Light Intensity-dependent Variation in Defect Contributions to Charge Transport and Recombination in a Planar MAPbI(3) Perovskite Solar Cell

Abstract

We investigated operation of a planar MAPbI(3) solar cell with respect to intensity variation ranging from 0.01 to 1 sun. Measured J-V curves consisted of space-charge-limited currents (SCLC) in a drift-dominant range and diode-like currents in a diffusion-dominant range. The variation of power-law exponent of SCLC showed that charge trapping by defects diminished as intensity increased, and that drift currents became eventually almost ohmic. Diode-like currents were analysed using a modified Shockley-equation model, the validity of which was confirmed by comparing measured and estimated open-circuit voltages. Intensity dependence of ideality factor led us to the conclusion that there were two other types of defects that contributed mostly as recombination centers.

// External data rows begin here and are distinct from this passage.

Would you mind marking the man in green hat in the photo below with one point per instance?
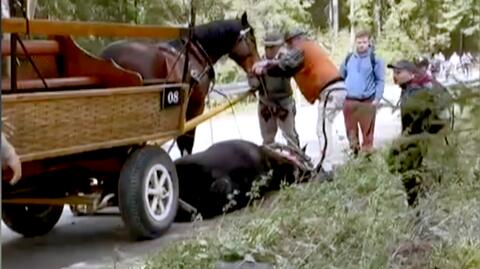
(276, 105)
(421, 114)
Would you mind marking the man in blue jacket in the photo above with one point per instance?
(364, 75)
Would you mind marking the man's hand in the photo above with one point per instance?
(258, 68)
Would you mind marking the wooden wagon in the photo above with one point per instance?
(81, 126)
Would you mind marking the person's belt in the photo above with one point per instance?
(370, 98)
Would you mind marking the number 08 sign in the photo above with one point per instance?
(170, 97)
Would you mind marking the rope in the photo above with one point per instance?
(325, 144)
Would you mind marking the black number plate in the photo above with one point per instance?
(170, 97)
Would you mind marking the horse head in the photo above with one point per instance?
(245, 52)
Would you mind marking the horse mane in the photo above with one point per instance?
(217, 37)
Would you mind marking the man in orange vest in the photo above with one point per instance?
(317, 77)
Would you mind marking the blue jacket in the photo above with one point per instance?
(359, 78)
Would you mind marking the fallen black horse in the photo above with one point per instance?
(226, 171)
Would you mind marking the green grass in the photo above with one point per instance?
(360, 220)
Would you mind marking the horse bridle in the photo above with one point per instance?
(242, 37)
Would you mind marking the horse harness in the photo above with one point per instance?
(202, 56)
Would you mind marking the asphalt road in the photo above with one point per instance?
(95, 242)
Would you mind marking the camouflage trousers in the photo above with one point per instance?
(273, 117)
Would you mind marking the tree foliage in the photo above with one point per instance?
(405, 28)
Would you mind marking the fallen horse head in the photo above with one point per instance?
(220, 179)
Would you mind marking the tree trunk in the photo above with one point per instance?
(378, 18)
(335, 15)
(352, 23)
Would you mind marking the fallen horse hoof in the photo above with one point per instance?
(243, 265)
(323, 176)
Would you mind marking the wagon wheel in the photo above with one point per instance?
(31, 220)
(148, 192)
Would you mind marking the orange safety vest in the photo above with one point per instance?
(317, 71)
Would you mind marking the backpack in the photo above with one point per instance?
(372, 60)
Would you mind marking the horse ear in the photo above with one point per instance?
(244, 19)
(304, 149)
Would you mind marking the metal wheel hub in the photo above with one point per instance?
(158, 192)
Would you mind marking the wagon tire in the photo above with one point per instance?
(148, 193)
(31, 220)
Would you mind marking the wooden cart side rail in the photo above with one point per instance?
(97, 146)
(47, 98)
(78, 28)
(38, 96)
(189, 125)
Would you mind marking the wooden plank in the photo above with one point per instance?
(96, 146)
(34, 47)
(189, 125)
(52, 83)
(8, 98)
(77, 28)
(72, 200)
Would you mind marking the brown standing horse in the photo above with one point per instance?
(163, 60)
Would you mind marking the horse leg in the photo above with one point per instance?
(195, 108)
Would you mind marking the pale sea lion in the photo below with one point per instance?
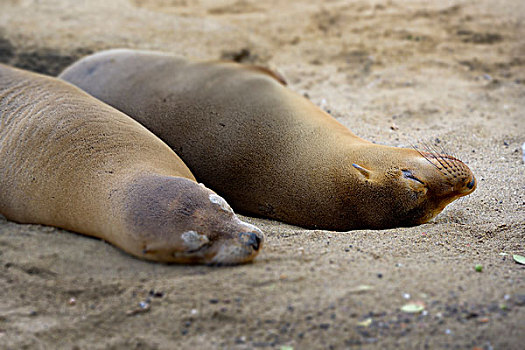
(267, 150)
(70, 161)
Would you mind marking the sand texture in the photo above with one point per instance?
(445, 73)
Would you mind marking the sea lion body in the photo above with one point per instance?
(267, 150)
(70, 161)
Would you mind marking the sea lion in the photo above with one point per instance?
(70, 161)
(267, 150)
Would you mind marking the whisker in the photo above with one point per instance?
(422, 154)
(434, 154)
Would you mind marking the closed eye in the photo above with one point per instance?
(408, 174)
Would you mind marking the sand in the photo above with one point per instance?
(445, 73)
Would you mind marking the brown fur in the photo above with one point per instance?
(70, 161)
(267, 150)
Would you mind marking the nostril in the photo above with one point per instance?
(253, 240)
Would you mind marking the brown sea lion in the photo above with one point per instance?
(70, 161)
(268, 150)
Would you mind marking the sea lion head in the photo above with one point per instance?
(178, 220)
(410, 187)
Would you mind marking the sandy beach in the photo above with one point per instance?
(450, 74)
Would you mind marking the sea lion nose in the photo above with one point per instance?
(252, 239)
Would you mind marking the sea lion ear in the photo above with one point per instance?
(365, 172)
(277, 76)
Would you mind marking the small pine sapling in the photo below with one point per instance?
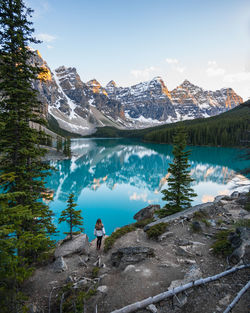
(71, 216)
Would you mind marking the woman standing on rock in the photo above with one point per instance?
(99, 232)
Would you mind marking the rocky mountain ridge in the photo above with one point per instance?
(80, 107)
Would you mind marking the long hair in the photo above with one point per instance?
(99, 224)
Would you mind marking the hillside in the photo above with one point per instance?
(227, 129)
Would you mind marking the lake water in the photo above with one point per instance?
(112, 179)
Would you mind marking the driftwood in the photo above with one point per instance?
(237, 298)
(171, 293)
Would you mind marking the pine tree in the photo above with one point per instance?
(179, 193)
(71, 216)
(59, 143)
(67, 147)
(25, 221)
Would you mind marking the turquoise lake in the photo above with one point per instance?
(112, 179)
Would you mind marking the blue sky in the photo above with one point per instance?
(206, 42)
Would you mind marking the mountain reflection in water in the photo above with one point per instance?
(114, 178)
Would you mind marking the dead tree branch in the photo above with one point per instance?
(237, 298)
(170, 293)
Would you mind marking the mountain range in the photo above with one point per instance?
(80, 107)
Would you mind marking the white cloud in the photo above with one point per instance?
(46, 37)
(175, 64)
(172, 61)
(136, 197)
(214, 70)
(237, 77)
(145, 73)
(180, 69)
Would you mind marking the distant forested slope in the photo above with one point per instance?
(227, 129)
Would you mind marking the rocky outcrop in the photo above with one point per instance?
(240, 240)
(130, 255)
(79, 244)
(60, 265)
(147, 212)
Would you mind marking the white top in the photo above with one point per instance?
(99, 232)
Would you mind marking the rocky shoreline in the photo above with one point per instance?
(137, 267)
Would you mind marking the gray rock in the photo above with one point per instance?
(130, 255)
(242, 253)
(69, 279)
(152, 308)
(59, 265)
(147, 212)
(181, 252)
(79, 244)
(183, 242)
(102, 289)
(32, 308)
(180, 300)
(243, 198)
(166, 235)
(196, 226)
(235, 195)
(81, 283)
(212, 223)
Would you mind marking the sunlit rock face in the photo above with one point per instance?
(81, 107)
(192, 101)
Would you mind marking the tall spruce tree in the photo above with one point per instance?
(25, 221)
(71, 216)
(179, 193)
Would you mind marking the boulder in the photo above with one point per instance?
(102, 289)
(152, 308)
(59, 265)
(196, 226)
(242, 252)
(147, 212)
(79, 244)
(130, 255)
(235, 195)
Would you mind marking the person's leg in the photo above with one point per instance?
(99, 242)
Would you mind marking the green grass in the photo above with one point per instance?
(155, 231)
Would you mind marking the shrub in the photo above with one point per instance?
(109, 242)
(155, 231)
(222, 246)
(220, 221)
(95, 271)
(199, 215)
(143, 223)
(206, 222)
(166, 212)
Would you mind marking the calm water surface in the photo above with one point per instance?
(112, 179)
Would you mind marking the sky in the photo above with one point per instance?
(129, 41)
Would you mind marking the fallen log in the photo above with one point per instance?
(237, 298)
(170, 293)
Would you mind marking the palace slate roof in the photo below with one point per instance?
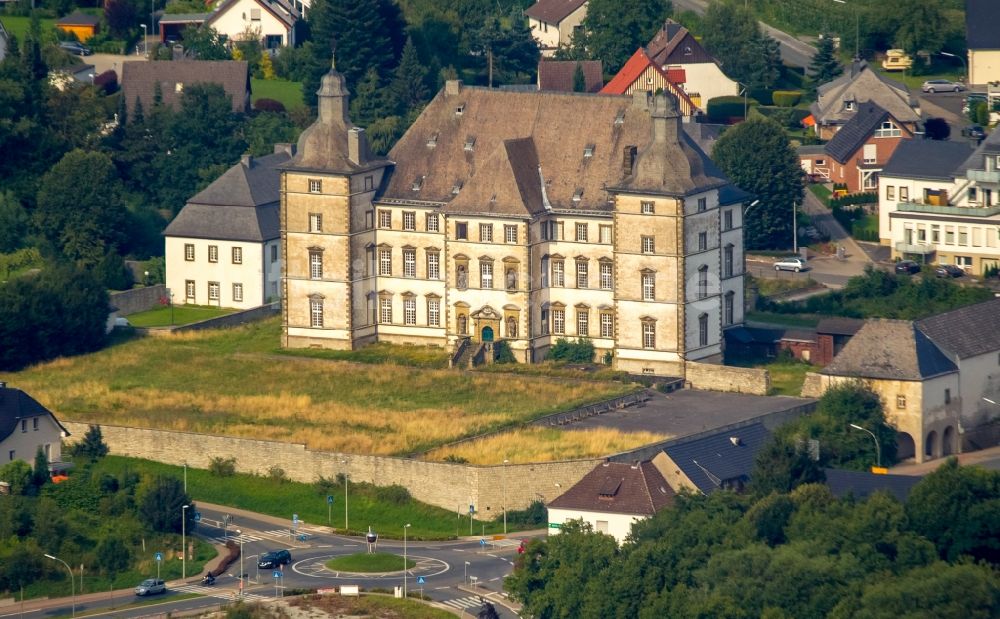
(967, 331)
(891, 350)
(520, 153)
(926, 159)
(722, 459)
(558, 74)
(16, 405)
(615, 487)
(553, 11)
(240, 205)
(981, 19)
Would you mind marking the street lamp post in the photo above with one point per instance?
(878, 450)
(184, 541)
(406, 565)
(72, 580)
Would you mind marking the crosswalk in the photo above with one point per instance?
(225, 594)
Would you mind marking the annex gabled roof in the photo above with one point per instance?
(967, 331)
(614, 487)
(926, 159)
(890, 350)
(139, 80)
(553, 11)
(574, 143)
(858, 130)
(16, 405)
(558, 74)
(240, 205)
(723, 459)
(859, 84)
(981, 19)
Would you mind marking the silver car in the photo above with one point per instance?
(933, 86)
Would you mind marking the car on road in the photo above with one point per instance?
(275, 558)
(790, 264)
(948, 270)
(75, 48)
(151, 586)
(974, 131)
(933, 86)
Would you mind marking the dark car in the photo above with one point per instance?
(975, 132)
(948, 270)
(75, 48)
(274, 558)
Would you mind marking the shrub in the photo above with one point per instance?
(580, 351)
(723, 108)
(222, 467)
(786, 98)
(269, 105)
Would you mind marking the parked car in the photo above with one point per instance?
(948, 270)
(974, 131)
(75, 48)
(933, 86)
(274, 559)
(151, 586)
(790, 264)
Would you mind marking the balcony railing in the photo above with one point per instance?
(958, 211)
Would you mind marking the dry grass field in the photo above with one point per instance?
(232, 382)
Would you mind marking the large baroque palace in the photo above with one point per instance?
(518, 216)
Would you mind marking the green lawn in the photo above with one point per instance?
(289, 93)
(176, 315)
(366, 505)
(369, 563)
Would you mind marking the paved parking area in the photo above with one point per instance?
(689, 411)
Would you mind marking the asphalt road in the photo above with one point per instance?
(455, 573)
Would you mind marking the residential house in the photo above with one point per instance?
(82, 25)
(560, 75)
(641, 74)
(918, 383)
(611, 498)
(718, 460)
(553, 22)
(858, 151)
(522, 216)
(983, 41)
(940, 202)
(272, 22)
(839, 100)
(224, 247)
(26, 426)
(140, 79)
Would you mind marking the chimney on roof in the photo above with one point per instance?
(357, 146)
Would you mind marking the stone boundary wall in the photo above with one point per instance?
(771, 421)
(712, 377)
(447, 485)
(138, 299)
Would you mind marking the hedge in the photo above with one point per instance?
(786, 98)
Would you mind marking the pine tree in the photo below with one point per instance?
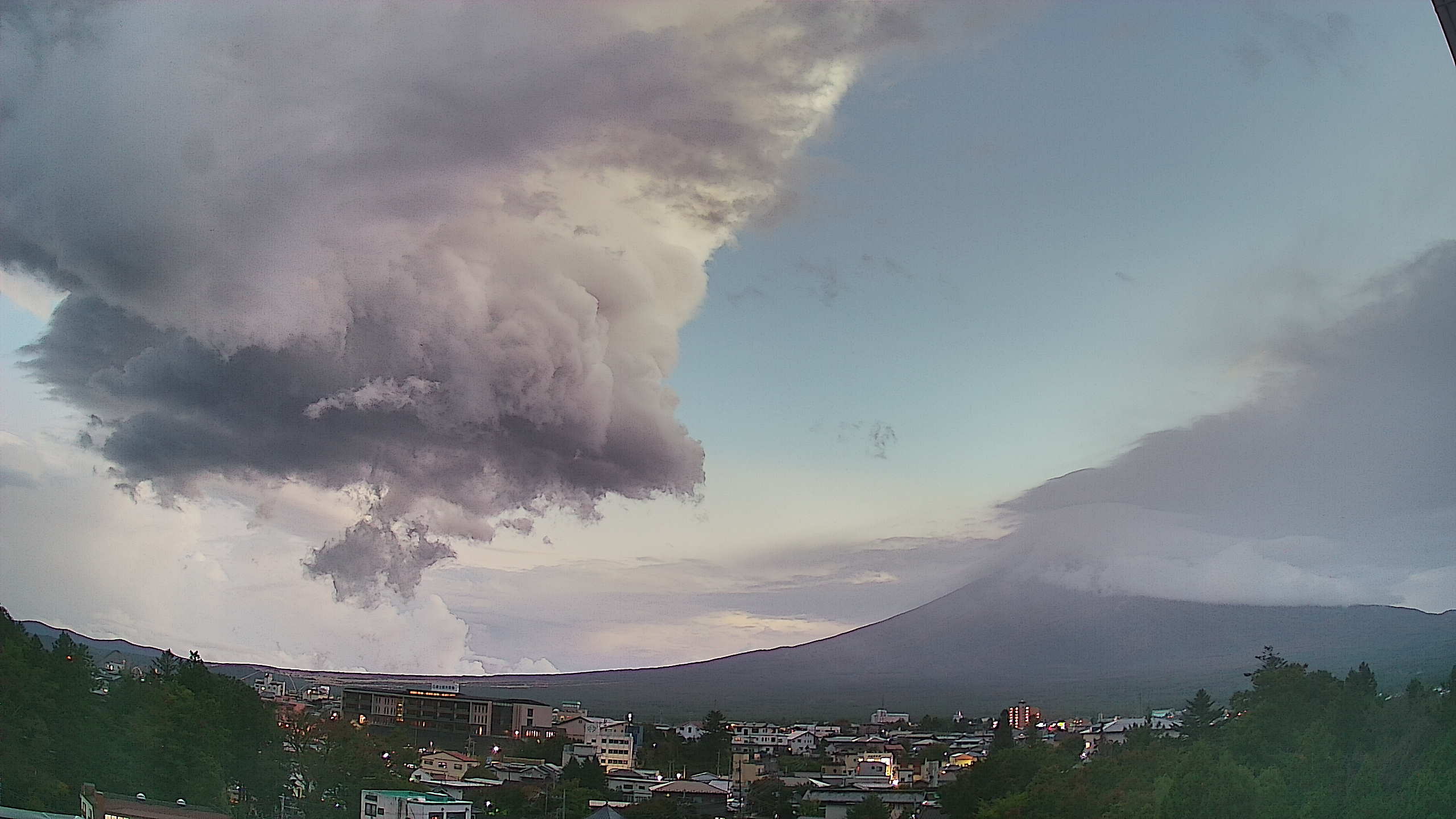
(871, 808)
(1199, 714)
(1002, 735)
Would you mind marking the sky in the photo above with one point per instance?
(491, 338)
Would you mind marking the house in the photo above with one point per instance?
(721, 783)
(583, 752)
(701, 799)
(270, 688)
(634, 784)
(1116, 730)
(606, 812)
(97, 805)
(411, 805)
(903, 804)
(22, 814)
(464, 791)
(801, 742)
(448, 764)
(510, 771)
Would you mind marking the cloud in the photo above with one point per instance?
(30, 293)
(877, 436)
(1333, 486)
(440, 250)
(1320, 43)
(204, 574)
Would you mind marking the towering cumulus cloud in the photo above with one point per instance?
(443, 250)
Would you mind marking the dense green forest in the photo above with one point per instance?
(1298, 745)
(181, 732)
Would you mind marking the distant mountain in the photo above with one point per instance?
(986, 646)
(989, 644)
(98, 647)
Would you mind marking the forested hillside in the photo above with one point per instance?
(181, 732)
(1299, 745)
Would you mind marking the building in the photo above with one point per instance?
(22, 814)
(839, 800)
(1116, 730)
(448, 764)
(570, 710)
(617, 747)
(97, 805)
(583, 752)
(448, 712)
(270, 688)
(701, 799)
(637, 786)
(883, 717)
(1024, 714)
(411, 805)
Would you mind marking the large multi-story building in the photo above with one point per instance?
(883, 717)
(614, 741)
(448, 712)
(411, 805)
(1023, 714)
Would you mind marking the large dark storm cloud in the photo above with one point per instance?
(440, 248)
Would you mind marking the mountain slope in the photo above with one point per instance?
(986, 646)
(989, 644)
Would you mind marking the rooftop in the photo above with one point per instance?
(414, 795)
(22, 814)
(688, 786)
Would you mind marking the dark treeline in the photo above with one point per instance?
(181, 732)
(1298, 745)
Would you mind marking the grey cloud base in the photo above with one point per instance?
(443, 250)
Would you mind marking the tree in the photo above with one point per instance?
(1209, 787)
(870, 808)
(717, 744)
(1416, 690)
(167, 665)
(771, 799)
(1362, 681)
(586, 773)
(1199, 714)
(1002, 735)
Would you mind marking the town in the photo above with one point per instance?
(169, 738)
(475, 755)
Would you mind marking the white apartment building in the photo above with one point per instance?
(610, 738)
(410, 805)
(768, 737)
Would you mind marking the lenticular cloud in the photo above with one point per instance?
(443, 250)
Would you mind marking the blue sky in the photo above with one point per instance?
(1020, 244)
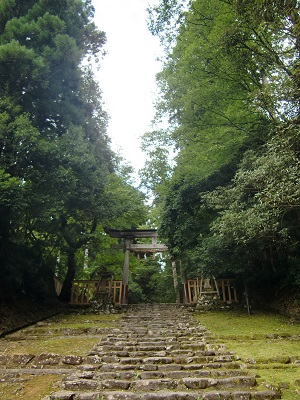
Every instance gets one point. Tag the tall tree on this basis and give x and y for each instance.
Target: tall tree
(56, 161)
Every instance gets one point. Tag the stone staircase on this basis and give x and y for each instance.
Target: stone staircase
(160, 352)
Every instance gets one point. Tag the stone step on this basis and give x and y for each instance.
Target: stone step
(160, 352)
(166, 395)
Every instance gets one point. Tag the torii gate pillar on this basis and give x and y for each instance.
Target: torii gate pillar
(126, 271)
(128, 235)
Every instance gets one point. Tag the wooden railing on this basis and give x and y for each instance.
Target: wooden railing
(83, 291)
(225, 289)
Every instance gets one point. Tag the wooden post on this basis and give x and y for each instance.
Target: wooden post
(126, 271)
(175, 278)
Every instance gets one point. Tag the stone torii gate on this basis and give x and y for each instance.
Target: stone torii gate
(128, 236)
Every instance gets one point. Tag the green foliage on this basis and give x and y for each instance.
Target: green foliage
(59, 178)
(230, 90)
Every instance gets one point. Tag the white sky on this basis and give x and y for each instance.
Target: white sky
(127, 73)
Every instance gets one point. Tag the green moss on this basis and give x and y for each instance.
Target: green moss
(267, 343)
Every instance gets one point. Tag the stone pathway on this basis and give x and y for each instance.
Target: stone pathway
(160, 352)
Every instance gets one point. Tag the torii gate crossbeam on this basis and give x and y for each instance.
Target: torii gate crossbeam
(128, 236)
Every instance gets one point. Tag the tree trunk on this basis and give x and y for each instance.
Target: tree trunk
(65, 294)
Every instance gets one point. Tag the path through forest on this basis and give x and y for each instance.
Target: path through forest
(153, 352)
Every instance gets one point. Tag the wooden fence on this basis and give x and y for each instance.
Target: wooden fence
(83, 291)
(224, 288)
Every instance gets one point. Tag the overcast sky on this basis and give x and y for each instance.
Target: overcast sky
(127, 73)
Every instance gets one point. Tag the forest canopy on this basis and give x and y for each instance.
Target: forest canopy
(229, 88)
(60, 182)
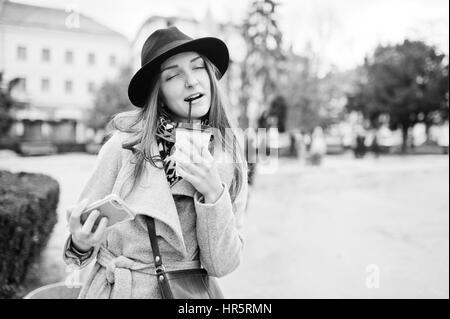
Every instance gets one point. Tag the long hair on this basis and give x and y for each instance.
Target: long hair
(142, 124)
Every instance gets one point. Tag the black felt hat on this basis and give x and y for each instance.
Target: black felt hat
(164, 43)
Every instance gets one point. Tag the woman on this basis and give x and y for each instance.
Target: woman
(197, 205)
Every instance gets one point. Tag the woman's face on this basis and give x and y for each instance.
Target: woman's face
(184, 78)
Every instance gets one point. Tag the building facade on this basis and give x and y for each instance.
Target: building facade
(61, 57)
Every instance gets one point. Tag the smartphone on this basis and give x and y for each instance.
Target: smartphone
(111, 206)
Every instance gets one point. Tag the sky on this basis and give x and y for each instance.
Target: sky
(344, 31)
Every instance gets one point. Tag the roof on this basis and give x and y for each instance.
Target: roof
(13, 13)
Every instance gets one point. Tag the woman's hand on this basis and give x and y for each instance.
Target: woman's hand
(201, 171)
(82, 236)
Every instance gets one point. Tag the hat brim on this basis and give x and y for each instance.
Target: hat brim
(213, 48)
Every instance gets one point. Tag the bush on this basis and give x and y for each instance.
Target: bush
(28, 204)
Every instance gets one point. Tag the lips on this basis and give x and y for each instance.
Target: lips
(193, 97)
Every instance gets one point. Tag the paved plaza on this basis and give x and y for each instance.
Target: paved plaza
(368, 228)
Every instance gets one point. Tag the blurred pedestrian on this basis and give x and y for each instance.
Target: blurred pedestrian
(318, 146)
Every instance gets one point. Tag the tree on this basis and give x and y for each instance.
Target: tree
(110, 99)
(408, 82)
(264, 54)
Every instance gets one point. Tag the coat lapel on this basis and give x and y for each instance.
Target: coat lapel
(154, 197)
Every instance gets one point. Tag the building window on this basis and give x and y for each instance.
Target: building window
(45, 85)
(69, 86)
(91, 87)
(91, 58)
(21, 84)
(112, 60)
(45, 55)
(21, 53)
(69, 57)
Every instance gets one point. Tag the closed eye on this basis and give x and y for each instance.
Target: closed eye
(171, 77)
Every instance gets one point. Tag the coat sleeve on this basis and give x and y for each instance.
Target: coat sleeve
(219, 230)
(99, 184)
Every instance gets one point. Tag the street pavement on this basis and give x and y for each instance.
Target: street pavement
(350, 228)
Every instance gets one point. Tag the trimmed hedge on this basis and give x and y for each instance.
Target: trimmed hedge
(28, 204)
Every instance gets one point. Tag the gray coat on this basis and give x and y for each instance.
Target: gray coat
(190, 232)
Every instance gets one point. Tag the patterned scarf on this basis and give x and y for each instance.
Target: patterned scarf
(165, 137)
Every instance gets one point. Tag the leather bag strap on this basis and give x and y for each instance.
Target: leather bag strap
(160, 270)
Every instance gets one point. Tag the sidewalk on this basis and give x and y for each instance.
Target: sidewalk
(314, 232)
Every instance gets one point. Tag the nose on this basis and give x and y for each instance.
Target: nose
(191, 80)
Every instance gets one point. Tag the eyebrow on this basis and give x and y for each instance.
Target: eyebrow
(175, 66)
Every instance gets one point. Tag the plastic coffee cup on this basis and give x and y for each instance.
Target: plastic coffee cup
(184, 132)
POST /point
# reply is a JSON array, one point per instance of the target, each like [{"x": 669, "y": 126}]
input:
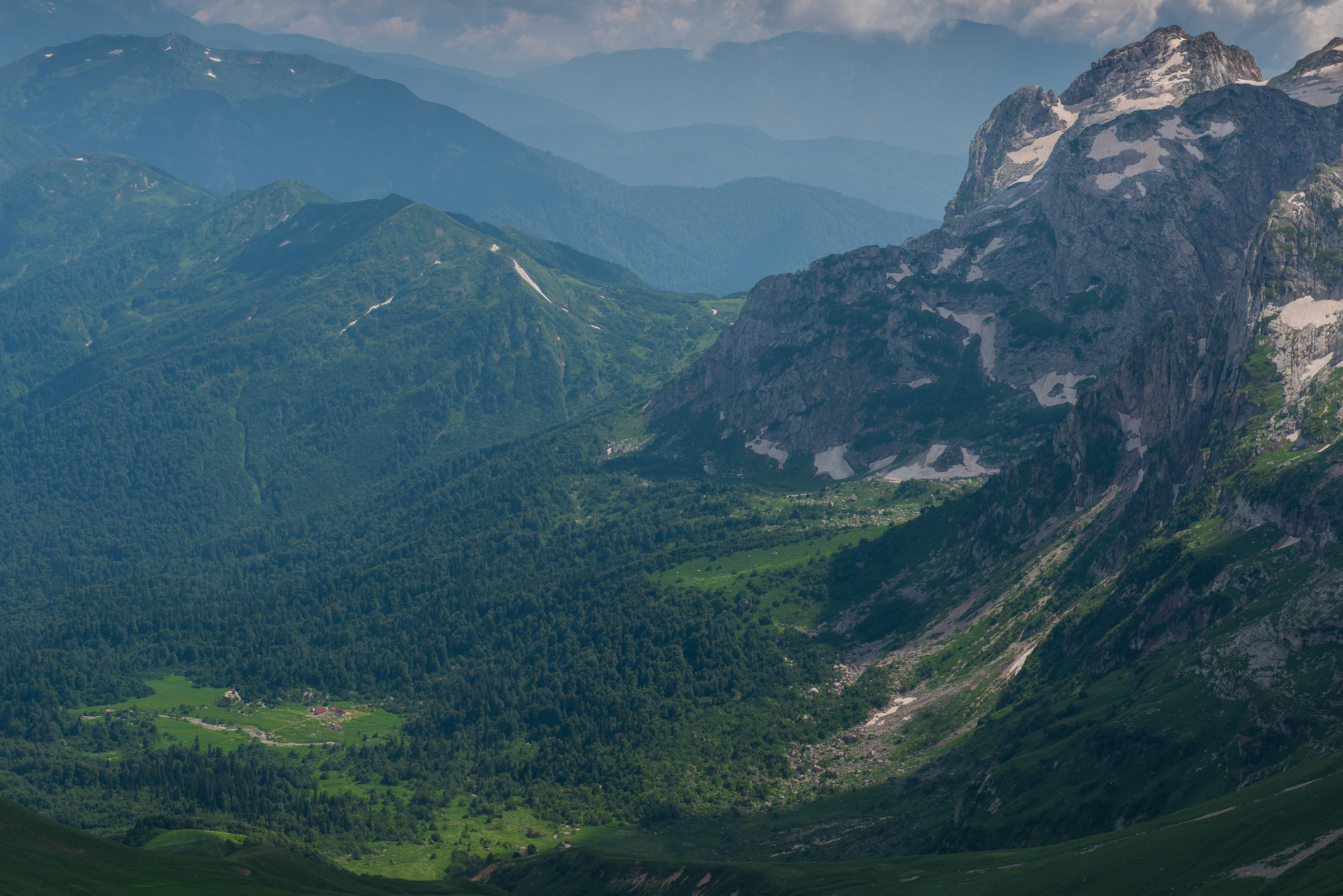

At low intensities, monomolecular recombination occurred due to one of these defects in addition to bimolecular recombination to result in the ideality factor of similar to 1.7. However, at high intensities, another type of defect not only took over monomolecular recombination, but also dominated bimolecular recombination to result in the ideality factor of similar to 2.0. These ideality-factor values were consistent with those representing the intensity dependence of loss-current ratio estimated by using a constant internal-quantum-efficiency approximation. The presence of multiple types of defects was corroborated by findings from equivalent-circuit analysis of impedance spectra.